L'engagement de la procédure de manquement se caractérise pas l'envoi aux Etats membres incriminés d'une lettre de mise en demeure qui identifie la violation présumée. Dans cette lettre est également fixé un délai aux Etats membres destinataires pour que ceux-ci formulent des observations. Cette lettre contient un exposé sommaire des griefs retenus par la Commission Européenne en vue d'établir la teneur du manquement.

L'envoi de cette lettre a des effets juridiques importants.
- La lettre est considérée par la Cour de Justice des Communautés Européennes comme une forme substantielle de la régularité de la procédure car elle est destinée à garantir les droits de la défense des Etats membres. 
- Le contenu des griefs a pour effet de lier le contentieux qui oppose les Etats membres à la Commission Européennes.
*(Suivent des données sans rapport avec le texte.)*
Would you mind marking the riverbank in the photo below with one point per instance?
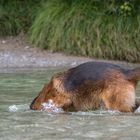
(16, 52)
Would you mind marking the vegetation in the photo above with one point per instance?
(16, 16)
(107, 29)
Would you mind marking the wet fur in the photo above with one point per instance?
(90, 86)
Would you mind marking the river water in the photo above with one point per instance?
(17, 122)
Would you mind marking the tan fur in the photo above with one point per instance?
(117, 93)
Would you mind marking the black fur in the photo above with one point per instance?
(90, 71)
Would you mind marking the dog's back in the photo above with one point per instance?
(90, 85)
(90, 71)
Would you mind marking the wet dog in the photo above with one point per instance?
(90, 86)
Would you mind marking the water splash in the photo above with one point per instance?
(18, 108)
(137, 110)
(50, 107)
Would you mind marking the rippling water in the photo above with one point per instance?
(18, 88)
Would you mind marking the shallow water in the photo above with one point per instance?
(19, 87)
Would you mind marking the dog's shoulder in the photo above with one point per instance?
(89, 71)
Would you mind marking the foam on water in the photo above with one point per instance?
(50, 107)
(18, 108)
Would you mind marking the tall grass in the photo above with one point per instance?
(84, 27)
(16, 15)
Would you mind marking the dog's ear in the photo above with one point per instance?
(37, 102)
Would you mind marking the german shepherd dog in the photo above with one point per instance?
(90, 86)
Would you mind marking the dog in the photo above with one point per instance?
(90, 86)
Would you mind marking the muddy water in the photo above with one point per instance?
(19, 87)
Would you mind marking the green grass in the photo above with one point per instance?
(107, 29)
(16, 16)
(82, 27)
Lier le contentieux signifie que la Commission ne pourra pas soulever dans la suite de la procédure des moyens nouveaux sous peine d'irrecevabilité.
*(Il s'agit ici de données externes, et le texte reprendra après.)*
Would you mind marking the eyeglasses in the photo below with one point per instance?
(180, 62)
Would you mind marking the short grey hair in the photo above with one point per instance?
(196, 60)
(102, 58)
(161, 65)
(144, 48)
A ce stade, la procédure peut êtreinterrompue dans 2 situations différentes :

- Soit la Commission est convaincue du bien fondé de la position des Etats membres concernés et donc de l'absence de manquement. 

- Soit les Etats concernés ont procédés à l'élimination immédiate du manquement allégué.
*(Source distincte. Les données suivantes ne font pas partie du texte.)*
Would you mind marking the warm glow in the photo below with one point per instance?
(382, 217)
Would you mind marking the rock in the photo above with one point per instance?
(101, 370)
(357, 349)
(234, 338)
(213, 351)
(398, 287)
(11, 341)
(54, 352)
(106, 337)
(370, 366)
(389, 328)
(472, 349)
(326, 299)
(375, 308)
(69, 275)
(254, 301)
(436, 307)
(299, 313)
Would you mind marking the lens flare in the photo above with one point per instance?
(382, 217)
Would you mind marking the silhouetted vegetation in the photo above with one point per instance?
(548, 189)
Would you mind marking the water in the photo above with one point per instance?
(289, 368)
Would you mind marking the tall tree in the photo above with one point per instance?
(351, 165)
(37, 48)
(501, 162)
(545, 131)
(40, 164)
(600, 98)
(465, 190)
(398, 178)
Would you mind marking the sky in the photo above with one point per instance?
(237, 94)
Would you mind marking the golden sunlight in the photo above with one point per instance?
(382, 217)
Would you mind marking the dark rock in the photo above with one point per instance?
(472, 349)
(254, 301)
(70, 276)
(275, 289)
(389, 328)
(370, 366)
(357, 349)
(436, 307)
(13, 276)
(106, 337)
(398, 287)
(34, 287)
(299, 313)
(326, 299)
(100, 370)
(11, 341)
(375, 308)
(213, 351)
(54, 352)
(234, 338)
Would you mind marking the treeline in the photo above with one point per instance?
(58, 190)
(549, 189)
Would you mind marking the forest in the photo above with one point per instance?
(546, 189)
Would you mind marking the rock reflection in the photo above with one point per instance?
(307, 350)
Dans les autres cas, la procédure va continuer.
La Commission va alors émettre un avis motivé qui aura pour objet de préciser les raisons de faits et de droits pour lesquels elle estime qu'il y a manquement.
Elle va également indiquer les mesures qu'elle juge nécessaire pour mettre fin à ce manquement, et elle va fixer un délai aux Etats membres concernés pour que ceux-ci se conforment à leurs obligations. 

L'objet de cet avis motivé est double :

Il doit d'abord comporter un exposé cohérent des raisons qui ont amené la Commission Européenne à la conviction que l'Etat membre a manqué à ses obligations. 

Cet avis motivé doit également permettre d'ouvrir une période déterminée par le délai qui est imparti aux Etats membres concernés, pendant lequel il doit en principe être mis fin au manquement. 
Selon la jurisprudence, on retrouve la notion de délai raisonnable. 
C'est l'ensemble de la situation juridique au jour de la notification de l'avis motivé qui déterminera l'existence et l'ampleur du manquement qui sera éventuellement soumis à l'examen de la Cour de Justice des Communautés Européennes.
L'avis motivé lie le contentieux, c'est-à-dire qu'une régulation ultérieure par les Etats membres concernés sera sans effet sur l'existence du manquement.

B) La procédure de recours en manquement devant la Cour de Justice des Communautés Européennes.

La Commission Européenne peut saisir la Cour de Justice des Communautés Européennes si le manquement n'a pas pris fin.
La Cour de Justice va procéder à une constatation en manquement. Elle ne peut pas ordonner aux Etats de prendre les mesures nécessaire.
L'inexécution des arrêts de manquement ou leur exécution incomplète peut donner lieu au paiement d'une somme forfaitaire ou d'une amende mais la Commission Européenne choisi d'avantage l'astreinte qui est un instrument plus convainquant.
Le montant de la sanction, selon la jurisprudence, doit être apprécié selon 3 critères : 

- La gravité de l'infraction.
- Sa durée.
- Et la sanction doit assurer des effets suffisamment dissuasifs pour éviter les récidives.

Pour apprécier la gravité de l'infraction, la Commission Européenne tient compte de l'importance des règles qui ont fait l'objet de la violation, et de la nature et de la portée de ces règles.
Les effets de ces infractions doivent être appréciées au cas par cas.
Il faut savoir qu'il n'existe pas de procédure de recouvrement forcé ou de possibilité de rétention par la Communauté des sommes qui sont dues pas les Etats.